Matthias got down to 73 pounds.
"He got super skinny and super weak," said Kyle. "He lived on mashed potatoes and Ensure. But he kept getting stronger, started walking and did more therapy. He was making huge gains."
Being an athlete was something that Matthias said motivated him.
"It helped me from the mental standpoint of trying to stay optimistic," he said. "In baseball, a lot of it is mental. In baseball, a good positive perspective out of everything is important and I applied that to my situation."
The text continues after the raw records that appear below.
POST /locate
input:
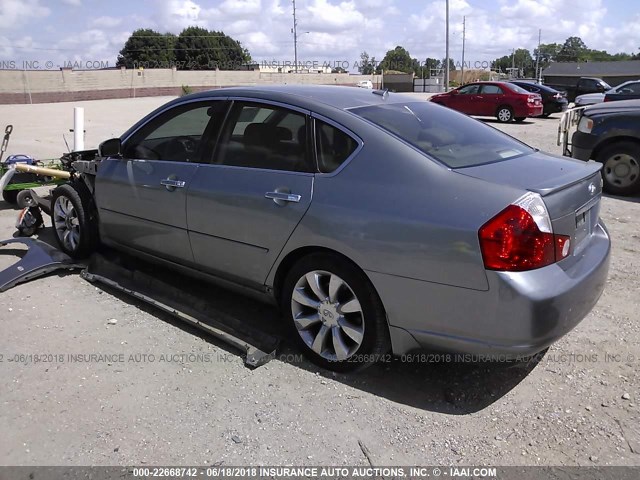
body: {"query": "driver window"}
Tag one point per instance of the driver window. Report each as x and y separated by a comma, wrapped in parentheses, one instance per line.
(176, 135)
(491, 90)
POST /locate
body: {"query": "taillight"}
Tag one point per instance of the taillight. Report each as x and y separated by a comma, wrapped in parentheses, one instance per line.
(520, 237)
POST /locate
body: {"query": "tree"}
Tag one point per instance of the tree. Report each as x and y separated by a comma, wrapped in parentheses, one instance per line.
(147, 48)
(367, 65)
(197, 48)
(573, 50)
(398, 60)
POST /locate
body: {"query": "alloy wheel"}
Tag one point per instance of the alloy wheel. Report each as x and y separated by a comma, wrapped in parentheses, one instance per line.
(66, 222)
(621, 170)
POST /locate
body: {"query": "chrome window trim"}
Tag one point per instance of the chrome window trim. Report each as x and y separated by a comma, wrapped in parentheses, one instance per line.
(164, 110)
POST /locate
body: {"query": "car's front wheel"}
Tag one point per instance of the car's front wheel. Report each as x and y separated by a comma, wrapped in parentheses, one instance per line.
(337, 317)
(504, 114)
(74, 222)
(621, 168)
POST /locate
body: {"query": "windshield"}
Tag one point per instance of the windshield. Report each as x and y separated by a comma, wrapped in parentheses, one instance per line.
(448, 136)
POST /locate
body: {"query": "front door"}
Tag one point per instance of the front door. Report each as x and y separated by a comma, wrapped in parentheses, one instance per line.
(242, 209)
(466, 99)
(141, 198)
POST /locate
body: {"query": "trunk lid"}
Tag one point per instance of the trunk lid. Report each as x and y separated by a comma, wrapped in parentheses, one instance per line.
(571, 189)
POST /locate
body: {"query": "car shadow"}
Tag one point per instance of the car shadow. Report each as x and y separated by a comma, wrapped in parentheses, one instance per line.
(428, 382)
(8, 206)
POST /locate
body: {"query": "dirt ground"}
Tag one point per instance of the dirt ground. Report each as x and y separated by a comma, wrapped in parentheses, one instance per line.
(169, 394)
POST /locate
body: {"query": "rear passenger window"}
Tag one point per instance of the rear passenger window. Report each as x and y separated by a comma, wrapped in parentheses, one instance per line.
(333, 146)
(264, 136)
(492, 89)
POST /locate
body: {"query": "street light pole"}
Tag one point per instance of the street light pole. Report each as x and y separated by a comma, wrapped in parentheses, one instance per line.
(446, 70)
(464, 27)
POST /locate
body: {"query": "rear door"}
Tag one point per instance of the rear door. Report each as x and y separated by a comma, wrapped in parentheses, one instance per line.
(141, 198)
(243, 207)
(466, 101)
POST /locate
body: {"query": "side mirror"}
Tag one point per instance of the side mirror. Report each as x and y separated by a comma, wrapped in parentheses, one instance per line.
(110, 148)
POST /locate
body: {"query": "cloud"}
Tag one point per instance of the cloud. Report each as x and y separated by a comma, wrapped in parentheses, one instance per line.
(105, 22)
(16, 13)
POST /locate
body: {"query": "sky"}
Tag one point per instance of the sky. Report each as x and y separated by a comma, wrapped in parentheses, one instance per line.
(90, 33)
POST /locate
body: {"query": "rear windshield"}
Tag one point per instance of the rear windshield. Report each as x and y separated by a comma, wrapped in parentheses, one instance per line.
(448, 136)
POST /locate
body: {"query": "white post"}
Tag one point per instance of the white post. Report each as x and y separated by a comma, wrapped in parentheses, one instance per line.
(78, 129)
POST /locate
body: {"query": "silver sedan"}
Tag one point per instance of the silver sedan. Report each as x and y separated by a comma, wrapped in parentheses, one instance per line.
(380, 224)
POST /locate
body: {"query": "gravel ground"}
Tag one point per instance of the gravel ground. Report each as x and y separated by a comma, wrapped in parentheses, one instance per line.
(171, 395)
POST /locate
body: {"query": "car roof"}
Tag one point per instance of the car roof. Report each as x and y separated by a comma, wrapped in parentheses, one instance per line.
(341, 97)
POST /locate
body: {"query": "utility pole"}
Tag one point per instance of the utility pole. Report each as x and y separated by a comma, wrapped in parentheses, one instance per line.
(538, 55)
(446, 59)
(464, 26)
(294, 30)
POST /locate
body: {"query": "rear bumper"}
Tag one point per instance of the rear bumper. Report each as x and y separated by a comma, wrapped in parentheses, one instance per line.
(534, 111)
(521, 314)
(556, 107)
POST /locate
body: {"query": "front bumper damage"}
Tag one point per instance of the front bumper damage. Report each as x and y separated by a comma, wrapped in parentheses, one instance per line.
(40, 259)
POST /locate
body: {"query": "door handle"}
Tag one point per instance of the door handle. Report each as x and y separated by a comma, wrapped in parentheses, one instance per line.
(171, 183)
(283, 197)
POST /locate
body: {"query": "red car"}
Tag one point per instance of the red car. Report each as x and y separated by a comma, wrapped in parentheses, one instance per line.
(502, 100)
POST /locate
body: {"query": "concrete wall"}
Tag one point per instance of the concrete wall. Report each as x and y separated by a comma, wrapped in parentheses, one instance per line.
(35, 86)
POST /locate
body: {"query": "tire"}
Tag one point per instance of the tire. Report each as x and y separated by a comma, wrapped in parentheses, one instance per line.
(314, 311)
(504, 114)
(74, 221)
(621, 168)
(10, 196)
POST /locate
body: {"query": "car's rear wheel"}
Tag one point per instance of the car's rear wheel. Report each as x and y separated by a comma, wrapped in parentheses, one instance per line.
(621, 168)
(337, 317)
(10, 196)
(74, 221)
(504, 114)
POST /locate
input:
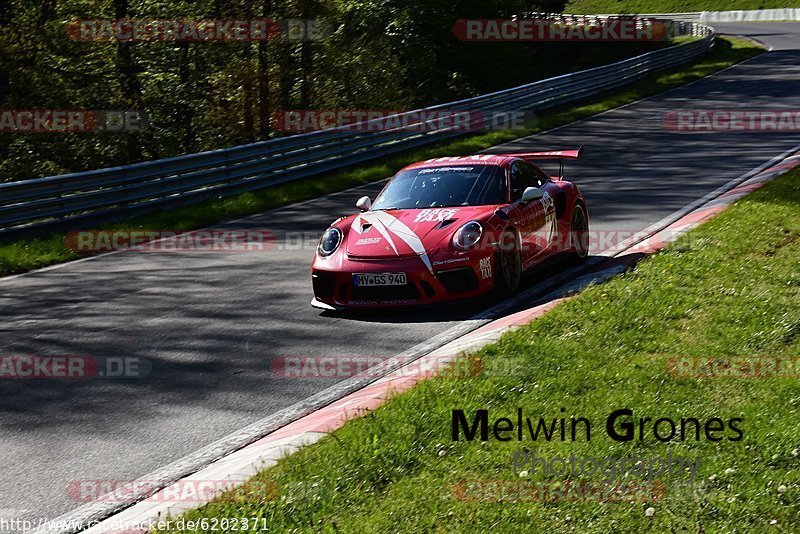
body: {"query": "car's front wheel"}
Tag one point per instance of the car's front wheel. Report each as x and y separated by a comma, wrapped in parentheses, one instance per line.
(579, 232)
(508, 263)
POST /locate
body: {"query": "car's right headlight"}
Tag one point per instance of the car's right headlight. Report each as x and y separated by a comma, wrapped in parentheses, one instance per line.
(329, 241)
(468, 235)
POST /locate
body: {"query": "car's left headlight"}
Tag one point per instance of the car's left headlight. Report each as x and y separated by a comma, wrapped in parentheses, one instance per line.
(468, 235)
(329, 241)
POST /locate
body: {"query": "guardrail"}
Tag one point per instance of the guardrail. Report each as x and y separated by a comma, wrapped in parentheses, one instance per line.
(68, 201)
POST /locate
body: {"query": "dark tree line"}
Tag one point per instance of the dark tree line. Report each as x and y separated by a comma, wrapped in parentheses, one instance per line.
(380, 54)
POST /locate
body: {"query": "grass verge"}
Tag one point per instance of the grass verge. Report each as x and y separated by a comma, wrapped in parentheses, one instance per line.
(30, 253)
(730, 288)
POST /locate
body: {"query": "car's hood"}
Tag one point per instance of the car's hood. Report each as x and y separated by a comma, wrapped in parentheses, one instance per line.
(392, 233)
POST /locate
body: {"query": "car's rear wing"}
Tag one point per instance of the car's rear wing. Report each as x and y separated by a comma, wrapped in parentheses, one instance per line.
(559, 155)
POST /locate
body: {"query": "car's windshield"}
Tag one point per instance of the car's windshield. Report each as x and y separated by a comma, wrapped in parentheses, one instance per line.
(461, 185)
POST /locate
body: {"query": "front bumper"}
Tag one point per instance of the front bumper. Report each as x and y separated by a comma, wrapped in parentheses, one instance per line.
(452, 279)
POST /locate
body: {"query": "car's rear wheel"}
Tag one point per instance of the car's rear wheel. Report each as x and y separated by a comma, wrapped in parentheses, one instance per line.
(508, 263)
(579, 232)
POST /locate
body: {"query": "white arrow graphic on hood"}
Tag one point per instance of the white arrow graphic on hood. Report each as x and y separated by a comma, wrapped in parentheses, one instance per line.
(384, 223)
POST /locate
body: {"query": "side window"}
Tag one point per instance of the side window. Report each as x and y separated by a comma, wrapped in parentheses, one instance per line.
(522, 177)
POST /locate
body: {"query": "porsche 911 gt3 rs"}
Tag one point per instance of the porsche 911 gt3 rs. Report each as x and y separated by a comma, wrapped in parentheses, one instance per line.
(450, 228)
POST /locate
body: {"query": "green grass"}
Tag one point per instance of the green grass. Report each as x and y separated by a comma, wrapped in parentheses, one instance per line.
(729, 288)
(671, 6)
(30, 253)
Sports was also a motivator, Lauren said, because Matthias desperately wanted to get back on the field. Matthias persevered and worked harder than even he knew he could. And after a long few months, he got to go home.
'He will probably walk out of the hospital," Raskin said at the time, "as one of the truly most amazing recoveries I have ever seen."
But the recovery wasn't everything Matthias had hoped for.
"I would say one thing I missed out on was sports, the old sports I used to play -- baseball, football. I still play basketball a little bit in a league," Matthias said. "The next thing is my friends. After my car accident, my friends didn't know how to handle it with my brain injury and stroke, so I came back different. They stopped being friends with me."
Life changed in an instant five years ago for Matthias, but it hasn't stopped him. He has moved forward in big ways, changing, transforming and latching onto new challenges. Bowling, golfing, managing the basketball team, applying for college. And going to his senior prom.
Friedman remembers clearly that day five years ago when he met Matthias and his family. It was the worst day of their lives. There were so many unknowns.
"Mathias was one of those patients that you really felt like, 'I can make a difference here if I do a good job. I can make him better,'" said Friedman. "This is why we do the training, this is why we put in the hours, this is why we do all the hard work.
"It's for the patient like him who could go either way, and if we do everything right, we're going to give him the best chance to do better."
Matthias certainly has made a remarkable recovery. He's had a lot of big moments and a lot of small moments. He's had tough times and wonderful times. What has stood out through it all, Friedman said, is Matthias' determination, positive attitude even when things were tough, and his relentless perseverance.
"Honestly, this is why we do this," said Friedman. "We so often don't get to see this. So to get the opportunity to see how far he's come and how far he's gone, that's really amazing."